Sunset at the Collosillyum
The Collo'silly'um is presided over by a professionally ridiculous collective known as Bearded Kitten. It is a Roman-style amphitheatre constructed of hay bales with a mud pit at its centre and a stage with a club soundsystem at its helm. The mud pit is a recurring theme but this year it's bigger, better and more ridiculous than ever before. Sunday morning's games begin with 'two of the fittest girls on site' wrestling for each others bras in the mud pit. When faced with a mud pit and a crowd, the world can be divided thusly: either you do or you don't. Over the next five hours, we see some of the bravest and most bang-up-for-it specimens of human that walk the Earth. Eat Yourself To Death, Tug Your Decency, Wet Or Dry and Apple and Eve are just some of the games which are battled out in the pit. 
A battle between 'two of the fittest girls on site'.
Wet Or Dry – my personal favourite - involves crossing a plank to safety in the most ostentatious way possible while the Kittens try and knock you off with a water canon. If you succeed in crossing, you must ingest a single, dry weetabix. The girl who steps forward for this feat is a nutter with mind-boggling ability. Back and forth she struts, water canon not even causing a stumble, spraying her audience with dry wheat. At one point, a girl behind me shouts 'I've got a tenner on you – if you eat six we split it.' Mishearing, Weetabix girl lifts her thumbs 'You're giving me a tenner? Nice One!' The compere takes this idea and runs with it. The upshot is that Weetabix girl is awarded sixteen pounds and fifty two pence for her troubles. 
A game of 'Eat Yourself To Death' from Bearded Kitten
So what is the secret? What makes this place so special? So personal? It feels in some ways as if it's your own. It has become so much more than just a party to the people who go. It has become, in some small way, a part of them. It's entwined in our fabric. The time we spend together here, who we are together here; is significant. 'The Secret Garden party is YOUR PARTY. It exists because of what is inside you - imagination, freedom, curiosity, energy and irrepressible spirit' say the organisers on the website. It is still afflicted by licensing issues – which means music must stop at 2am – and it probably always will be. The thing is, once you've been a few times, you get used to it. You know the protocol, you sniff out the fun, and when you do, it simply doesn't matter.
Festival savages
Like the all best festivals, Secret Garden Party is a return to the wilds of tribe life; freedom in the wilderness with thousands of other savages in fur and feathers all dancing, beating drums, running round fires, licking metaphorical toads.

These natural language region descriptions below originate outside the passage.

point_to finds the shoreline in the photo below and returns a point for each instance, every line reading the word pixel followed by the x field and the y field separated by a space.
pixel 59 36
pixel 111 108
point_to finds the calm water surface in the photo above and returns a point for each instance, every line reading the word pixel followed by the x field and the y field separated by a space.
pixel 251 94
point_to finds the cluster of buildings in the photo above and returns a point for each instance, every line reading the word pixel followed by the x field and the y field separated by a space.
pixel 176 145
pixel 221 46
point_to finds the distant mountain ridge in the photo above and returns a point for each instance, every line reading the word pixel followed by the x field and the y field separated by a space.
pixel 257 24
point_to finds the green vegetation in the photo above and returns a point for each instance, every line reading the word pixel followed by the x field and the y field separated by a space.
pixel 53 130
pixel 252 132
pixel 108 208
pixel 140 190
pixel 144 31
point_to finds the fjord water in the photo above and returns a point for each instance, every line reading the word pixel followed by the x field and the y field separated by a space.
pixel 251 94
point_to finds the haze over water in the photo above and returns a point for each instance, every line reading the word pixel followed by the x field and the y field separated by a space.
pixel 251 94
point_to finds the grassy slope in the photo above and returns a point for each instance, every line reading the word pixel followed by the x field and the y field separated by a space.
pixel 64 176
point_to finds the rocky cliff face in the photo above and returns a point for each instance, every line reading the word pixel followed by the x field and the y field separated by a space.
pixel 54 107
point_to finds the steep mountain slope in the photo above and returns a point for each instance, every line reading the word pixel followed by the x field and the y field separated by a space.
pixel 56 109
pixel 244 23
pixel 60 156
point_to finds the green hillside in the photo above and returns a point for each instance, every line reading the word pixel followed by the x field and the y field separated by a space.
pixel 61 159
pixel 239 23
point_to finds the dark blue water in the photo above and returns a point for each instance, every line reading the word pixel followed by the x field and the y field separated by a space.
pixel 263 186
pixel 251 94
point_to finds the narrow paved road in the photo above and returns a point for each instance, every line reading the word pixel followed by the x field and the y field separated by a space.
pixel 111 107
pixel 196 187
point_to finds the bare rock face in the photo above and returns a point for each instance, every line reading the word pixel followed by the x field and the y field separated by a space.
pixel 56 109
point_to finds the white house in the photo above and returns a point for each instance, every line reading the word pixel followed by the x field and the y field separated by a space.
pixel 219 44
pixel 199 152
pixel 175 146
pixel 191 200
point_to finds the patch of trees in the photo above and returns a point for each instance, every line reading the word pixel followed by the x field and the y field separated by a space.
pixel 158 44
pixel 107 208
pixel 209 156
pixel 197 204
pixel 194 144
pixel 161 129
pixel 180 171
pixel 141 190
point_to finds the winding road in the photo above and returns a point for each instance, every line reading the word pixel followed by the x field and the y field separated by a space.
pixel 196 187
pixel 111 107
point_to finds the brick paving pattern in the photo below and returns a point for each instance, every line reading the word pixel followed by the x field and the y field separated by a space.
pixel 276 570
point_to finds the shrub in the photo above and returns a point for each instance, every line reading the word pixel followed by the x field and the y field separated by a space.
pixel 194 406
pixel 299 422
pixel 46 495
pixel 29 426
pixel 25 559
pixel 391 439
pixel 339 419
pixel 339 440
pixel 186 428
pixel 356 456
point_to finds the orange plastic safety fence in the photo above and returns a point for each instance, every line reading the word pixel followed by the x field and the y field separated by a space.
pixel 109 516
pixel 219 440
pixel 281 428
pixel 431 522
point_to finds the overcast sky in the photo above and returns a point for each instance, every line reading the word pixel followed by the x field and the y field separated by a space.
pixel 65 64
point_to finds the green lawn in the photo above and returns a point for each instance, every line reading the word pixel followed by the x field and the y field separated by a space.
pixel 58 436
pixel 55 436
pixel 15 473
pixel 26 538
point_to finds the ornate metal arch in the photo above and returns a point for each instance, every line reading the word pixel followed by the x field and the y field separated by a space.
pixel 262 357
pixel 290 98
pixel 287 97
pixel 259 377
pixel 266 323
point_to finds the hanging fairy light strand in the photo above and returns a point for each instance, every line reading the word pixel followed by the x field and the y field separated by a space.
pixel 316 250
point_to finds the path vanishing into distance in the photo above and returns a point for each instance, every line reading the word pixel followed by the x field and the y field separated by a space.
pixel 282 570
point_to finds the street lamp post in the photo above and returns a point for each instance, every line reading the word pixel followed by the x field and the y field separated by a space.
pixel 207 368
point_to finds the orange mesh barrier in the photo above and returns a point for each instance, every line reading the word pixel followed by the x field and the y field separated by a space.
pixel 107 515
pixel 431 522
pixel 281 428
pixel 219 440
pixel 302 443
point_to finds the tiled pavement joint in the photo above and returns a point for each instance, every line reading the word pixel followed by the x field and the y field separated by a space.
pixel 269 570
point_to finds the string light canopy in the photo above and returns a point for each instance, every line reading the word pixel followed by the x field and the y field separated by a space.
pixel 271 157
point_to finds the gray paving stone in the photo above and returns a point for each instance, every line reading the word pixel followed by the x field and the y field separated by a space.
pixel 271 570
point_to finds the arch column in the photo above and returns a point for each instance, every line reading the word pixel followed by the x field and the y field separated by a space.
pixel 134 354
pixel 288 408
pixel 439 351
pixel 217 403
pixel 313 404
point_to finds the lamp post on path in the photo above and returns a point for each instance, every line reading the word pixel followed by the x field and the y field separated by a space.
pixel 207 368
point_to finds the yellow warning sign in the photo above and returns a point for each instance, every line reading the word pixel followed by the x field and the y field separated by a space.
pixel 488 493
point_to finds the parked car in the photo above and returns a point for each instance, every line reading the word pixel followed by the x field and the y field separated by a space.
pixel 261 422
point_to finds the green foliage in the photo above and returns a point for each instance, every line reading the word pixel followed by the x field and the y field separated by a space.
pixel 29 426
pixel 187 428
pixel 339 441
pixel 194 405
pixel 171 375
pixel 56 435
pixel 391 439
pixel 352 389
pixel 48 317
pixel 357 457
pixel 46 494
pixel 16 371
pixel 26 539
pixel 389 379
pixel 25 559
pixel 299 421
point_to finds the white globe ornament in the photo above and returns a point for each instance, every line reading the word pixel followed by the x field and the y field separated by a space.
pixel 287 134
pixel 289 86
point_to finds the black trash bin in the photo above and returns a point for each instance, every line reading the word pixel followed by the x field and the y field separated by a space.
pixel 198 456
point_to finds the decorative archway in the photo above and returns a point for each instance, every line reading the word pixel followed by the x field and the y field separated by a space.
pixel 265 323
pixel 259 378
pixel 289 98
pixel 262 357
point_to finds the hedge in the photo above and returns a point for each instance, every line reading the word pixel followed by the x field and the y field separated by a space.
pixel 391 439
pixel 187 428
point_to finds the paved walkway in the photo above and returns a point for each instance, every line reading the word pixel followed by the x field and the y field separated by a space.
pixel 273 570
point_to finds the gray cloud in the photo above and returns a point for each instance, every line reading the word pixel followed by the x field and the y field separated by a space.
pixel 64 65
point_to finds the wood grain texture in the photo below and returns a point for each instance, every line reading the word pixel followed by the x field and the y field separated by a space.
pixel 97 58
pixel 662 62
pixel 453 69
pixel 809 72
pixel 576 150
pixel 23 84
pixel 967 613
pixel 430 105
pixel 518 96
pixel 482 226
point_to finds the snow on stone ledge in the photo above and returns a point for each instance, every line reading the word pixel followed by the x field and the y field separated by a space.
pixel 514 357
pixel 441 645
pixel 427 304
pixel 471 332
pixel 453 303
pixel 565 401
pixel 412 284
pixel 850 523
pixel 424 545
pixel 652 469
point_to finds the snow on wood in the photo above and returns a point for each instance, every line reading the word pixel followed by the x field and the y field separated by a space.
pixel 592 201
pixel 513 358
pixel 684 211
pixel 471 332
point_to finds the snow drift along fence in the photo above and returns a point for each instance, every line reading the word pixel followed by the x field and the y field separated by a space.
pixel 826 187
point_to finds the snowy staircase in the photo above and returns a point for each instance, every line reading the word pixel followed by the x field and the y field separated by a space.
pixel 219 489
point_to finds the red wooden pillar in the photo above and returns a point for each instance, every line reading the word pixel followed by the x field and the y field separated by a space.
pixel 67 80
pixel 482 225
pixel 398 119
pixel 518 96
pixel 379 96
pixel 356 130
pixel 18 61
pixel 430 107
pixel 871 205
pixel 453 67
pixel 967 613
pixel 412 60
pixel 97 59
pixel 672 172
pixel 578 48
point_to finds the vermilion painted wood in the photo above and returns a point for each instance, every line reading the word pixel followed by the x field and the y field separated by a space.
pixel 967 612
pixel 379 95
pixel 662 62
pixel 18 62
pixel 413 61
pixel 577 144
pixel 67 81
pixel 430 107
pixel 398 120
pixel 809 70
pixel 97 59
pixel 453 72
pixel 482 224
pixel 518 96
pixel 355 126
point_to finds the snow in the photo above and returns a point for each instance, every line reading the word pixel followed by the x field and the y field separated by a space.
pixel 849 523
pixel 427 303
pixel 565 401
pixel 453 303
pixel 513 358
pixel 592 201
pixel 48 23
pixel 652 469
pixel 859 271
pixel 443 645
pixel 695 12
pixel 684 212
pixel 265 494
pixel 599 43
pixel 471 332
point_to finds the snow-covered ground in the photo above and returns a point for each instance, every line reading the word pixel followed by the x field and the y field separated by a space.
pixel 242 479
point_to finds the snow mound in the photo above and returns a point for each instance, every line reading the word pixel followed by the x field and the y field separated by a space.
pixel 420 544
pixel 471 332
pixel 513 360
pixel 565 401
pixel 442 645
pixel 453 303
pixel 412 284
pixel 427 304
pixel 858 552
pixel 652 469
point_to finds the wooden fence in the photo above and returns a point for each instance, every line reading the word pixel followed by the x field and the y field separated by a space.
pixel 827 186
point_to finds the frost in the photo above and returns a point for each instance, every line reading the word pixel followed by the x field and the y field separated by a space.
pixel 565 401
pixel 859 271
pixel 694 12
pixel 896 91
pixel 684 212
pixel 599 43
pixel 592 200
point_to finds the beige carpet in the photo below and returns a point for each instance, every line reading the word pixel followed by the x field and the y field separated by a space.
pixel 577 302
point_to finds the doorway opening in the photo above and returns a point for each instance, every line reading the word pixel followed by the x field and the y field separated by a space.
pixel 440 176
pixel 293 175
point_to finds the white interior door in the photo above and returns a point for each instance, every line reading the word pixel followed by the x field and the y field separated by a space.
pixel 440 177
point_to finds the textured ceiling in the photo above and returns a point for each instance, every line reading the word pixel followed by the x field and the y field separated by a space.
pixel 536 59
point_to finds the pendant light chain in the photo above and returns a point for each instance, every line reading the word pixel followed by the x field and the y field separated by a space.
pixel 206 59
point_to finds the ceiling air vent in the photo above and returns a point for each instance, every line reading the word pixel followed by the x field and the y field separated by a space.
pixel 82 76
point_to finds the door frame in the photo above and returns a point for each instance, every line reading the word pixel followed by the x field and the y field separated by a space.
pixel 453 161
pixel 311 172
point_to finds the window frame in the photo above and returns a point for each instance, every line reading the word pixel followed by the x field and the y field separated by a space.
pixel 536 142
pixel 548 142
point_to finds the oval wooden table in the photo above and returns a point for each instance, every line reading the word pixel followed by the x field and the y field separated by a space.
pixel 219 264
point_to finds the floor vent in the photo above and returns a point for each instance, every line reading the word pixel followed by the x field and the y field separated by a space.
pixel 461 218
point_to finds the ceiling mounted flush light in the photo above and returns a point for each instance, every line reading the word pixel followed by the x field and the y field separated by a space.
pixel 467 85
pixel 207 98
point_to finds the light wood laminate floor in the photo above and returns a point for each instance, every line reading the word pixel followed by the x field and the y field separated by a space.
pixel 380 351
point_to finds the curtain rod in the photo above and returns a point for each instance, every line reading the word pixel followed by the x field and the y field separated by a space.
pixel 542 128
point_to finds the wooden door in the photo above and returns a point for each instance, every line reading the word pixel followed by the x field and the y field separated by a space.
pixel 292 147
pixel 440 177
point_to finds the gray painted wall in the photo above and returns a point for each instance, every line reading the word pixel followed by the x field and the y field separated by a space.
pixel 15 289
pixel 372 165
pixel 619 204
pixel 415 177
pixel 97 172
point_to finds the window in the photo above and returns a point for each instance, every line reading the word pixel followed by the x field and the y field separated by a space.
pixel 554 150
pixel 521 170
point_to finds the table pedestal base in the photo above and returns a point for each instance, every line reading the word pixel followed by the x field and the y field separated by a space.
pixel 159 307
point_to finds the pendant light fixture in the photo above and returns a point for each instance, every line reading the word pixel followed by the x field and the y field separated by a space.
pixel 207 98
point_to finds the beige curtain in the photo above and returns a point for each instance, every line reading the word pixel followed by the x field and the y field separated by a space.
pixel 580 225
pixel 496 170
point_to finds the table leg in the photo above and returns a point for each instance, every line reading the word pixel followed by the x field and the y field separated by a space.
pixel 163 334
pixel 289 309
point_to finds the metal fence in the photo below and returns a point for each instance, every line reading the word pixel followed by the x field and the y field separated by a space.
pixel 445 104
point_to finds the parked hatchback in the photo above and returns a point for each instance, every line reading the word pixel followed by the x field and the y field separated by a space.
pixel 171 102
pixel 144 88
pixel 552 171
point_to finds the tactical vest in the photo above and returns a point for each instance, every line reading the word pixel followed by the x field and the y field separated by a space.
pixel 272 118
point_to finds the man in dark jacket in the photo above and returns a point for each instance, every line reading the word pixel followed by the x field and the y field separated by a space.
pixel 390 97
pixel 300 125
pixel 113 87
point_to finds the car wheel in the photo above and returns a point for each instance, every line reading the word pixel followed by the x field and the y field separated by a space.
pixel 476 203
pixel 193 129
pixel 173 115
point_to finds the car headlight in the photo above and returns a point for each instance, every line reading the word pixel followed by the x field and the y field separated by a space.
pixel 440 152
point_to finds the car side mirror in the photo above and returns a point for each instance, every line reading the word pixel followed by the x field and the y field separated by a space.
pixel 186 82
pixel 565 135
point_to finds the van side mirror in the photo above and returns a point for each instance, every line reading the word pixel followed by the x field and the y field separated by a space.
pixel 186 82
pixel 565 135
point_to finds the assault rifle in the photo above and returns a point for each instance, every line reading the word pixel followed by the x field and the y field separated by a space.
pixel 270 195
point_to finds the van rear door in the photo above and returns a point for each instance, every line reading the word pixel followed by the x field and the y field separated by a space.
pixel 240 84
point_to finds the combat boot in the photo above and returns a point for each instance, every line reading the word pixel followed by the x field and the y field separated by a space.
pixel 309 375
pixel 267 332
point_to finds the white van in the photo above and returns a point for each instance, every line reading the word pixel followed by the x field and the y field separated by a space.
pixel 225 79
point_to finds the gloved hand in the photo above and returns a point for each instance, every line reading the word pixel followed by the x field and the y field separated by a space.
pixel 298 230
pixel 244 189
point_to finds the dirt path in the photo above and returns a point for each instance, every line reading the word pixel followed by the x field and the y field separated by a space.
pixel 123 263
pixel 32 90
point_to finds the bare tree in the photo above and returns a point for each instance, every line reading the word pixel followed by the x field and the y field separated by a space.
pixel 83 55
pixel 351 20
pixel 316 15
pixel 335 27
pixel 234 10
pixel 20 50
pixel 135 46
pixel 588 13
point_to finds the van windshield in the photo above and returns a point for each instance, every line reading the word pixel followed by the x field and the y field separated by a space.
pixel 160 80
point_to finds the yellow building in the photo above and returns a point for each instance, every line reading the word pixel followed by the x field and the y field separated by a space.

The gardeners invite their guests to do whatever they see fit. Whatever will make them smile. They are free to swim in the lake (for the first time this year), dance naked in the dawn, wrestle in the mud, roll in the hay. They are encouraged to shrug off their inhibitions, dress up, leave their phone at home and seize the day by the throat. Dwell on the perfection they find in being them. It's like being thrown back into a childhood where no one's around to say no. A childhood brimming with possibility and loads of other kids in fancy dress, all equally delighted and equally irresponsible. You can do anything. Apply these rules – or what you learn in this environment - to life and that's where it gets interesting. You can do anything – and that's the lesson or the sensation, the spark – that the gardeners want you to take away. Live to dream, live to laugh, strive to love.